Sie war witzig, sie war rau, sie war falsch – und am 23. Juni musste sie sterben. Victoria Bornemann aus Essen-Kray wurde nach ihren eigenen Angaben 33 Jahre alt. Aber das ist so gelogen wie ihr angebliches Leben in London. Ihr echtes Alter lässt sich auf den Tag genau ausrechnen.
Sechs Jahre, fünf Monate und 29 Tage lang sammelte ein Unbekannter Follower, Freunde und Anerkennung mit Fotos und Details aus dem Leben einer anderen Frau. Diese Frau lebt südlich von London und ahnte nichts von ihrem Kontrollverlust. "Man hat mir meine Lebensgeschichte gestohlen", berichtete sie t-online.de. "Mit vielen kleinen Details, und das macht es beängstigend."
Sie schickt unserer Redaktion ein Video, es zeigt sie mit ihrem Pass. Es beweist: Sie ist Samantha McCormick, 32 Jahre alt, sie arbeitet bei einer Bank, jobbte als Fitness-Modell und hat Schauspiel studiert. Und sie ist die Frau, deren Daten unter dem falschen Namen "Victoria Bornemann" auf Twitter, auf Facebook und auf Instagram und Spotify zu sehen waren.

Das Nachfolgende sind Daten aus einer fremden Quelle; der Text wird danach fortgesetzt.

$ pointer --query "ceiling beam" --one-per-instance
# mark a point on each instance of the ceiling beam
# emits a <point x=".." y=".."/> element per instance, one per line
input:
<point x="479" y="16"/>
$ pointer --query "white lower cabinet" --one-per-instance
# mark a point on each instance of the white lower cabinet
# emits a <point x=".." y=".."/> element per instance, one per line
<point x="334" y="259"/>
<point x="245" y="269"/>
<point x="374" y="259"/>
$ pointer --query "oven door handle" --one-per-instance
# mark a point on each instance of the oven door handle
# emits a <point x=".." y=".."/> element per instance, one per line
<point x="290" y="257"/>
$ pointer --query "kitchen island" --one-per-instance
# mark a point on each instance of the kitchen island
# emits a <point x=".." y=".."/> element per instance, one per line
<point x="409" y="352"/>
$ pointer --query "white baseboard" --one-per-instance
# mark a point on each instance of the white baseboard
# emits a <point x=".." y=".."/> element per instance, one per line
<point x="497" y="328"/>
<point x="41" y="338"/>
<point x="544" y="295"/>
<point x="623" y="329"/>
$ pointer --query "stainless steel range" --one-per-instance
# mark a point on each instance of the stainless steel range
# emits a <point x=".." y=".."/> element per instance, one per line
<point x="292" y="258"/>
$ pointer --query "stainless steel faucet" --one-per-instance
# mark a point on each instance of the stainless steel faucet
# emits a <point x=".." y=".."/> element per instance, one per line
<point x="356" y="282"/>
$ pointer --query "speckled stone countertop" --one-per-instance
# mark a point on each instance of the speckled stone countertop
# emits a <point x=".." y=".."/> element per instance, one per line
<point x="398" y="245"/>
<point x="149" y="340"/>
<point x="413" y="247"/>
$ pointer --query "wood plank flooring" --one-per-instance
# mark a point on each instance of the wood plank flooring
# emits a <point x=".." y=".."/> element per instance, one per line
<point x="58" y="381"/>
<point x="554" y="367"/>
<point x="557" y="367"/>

Victoria pflückte sich vielleicht schon seit 2008, was Samantha in sozialen Netzwerken postete. In dem Twitter-Account "@SpeedleDum" wurden diese Bilder mit Anekdoten eingestreut zwischen bissige, selbstironische und witzige Tweets. "Schmunzeltwitter" nennen viele diesen unterhaltsamen Teil des Netzwerks, heiter bis sarkastisch und oft ein bisschen böse.
"Die andere Tochter, die ohne Mann"
Victorias Ansichten und Gedanken schafften es regelmäßig in die Sammlungen geistreicher Tweets, sie wurden verbreitet von Radiosendern wie MDR Sputnik und BigFM. Victoria sammelte mit rund 13.700 Tweets mehr als 14.000 Follower.
14.000 Menschen, von denen viele mit Victoria fühlten, wenn sie Ärger im Job, mit dem Auto oder Liebeskummer hatte. Victoria postete auch Fotos von Eskapaden aus Samanthas schwieriger Zeit, sie hatte ein Alkoholproblem. "Mein Leben ist kein Feenmärchen", sagt die Engländerin. "Ich bin nicht stolz darauf." Aber es ist ihre Vergangenheit, "und dann ist es so ekelhaft, wenn jemand daraus eine eigene Erfolgsgeschichte macht."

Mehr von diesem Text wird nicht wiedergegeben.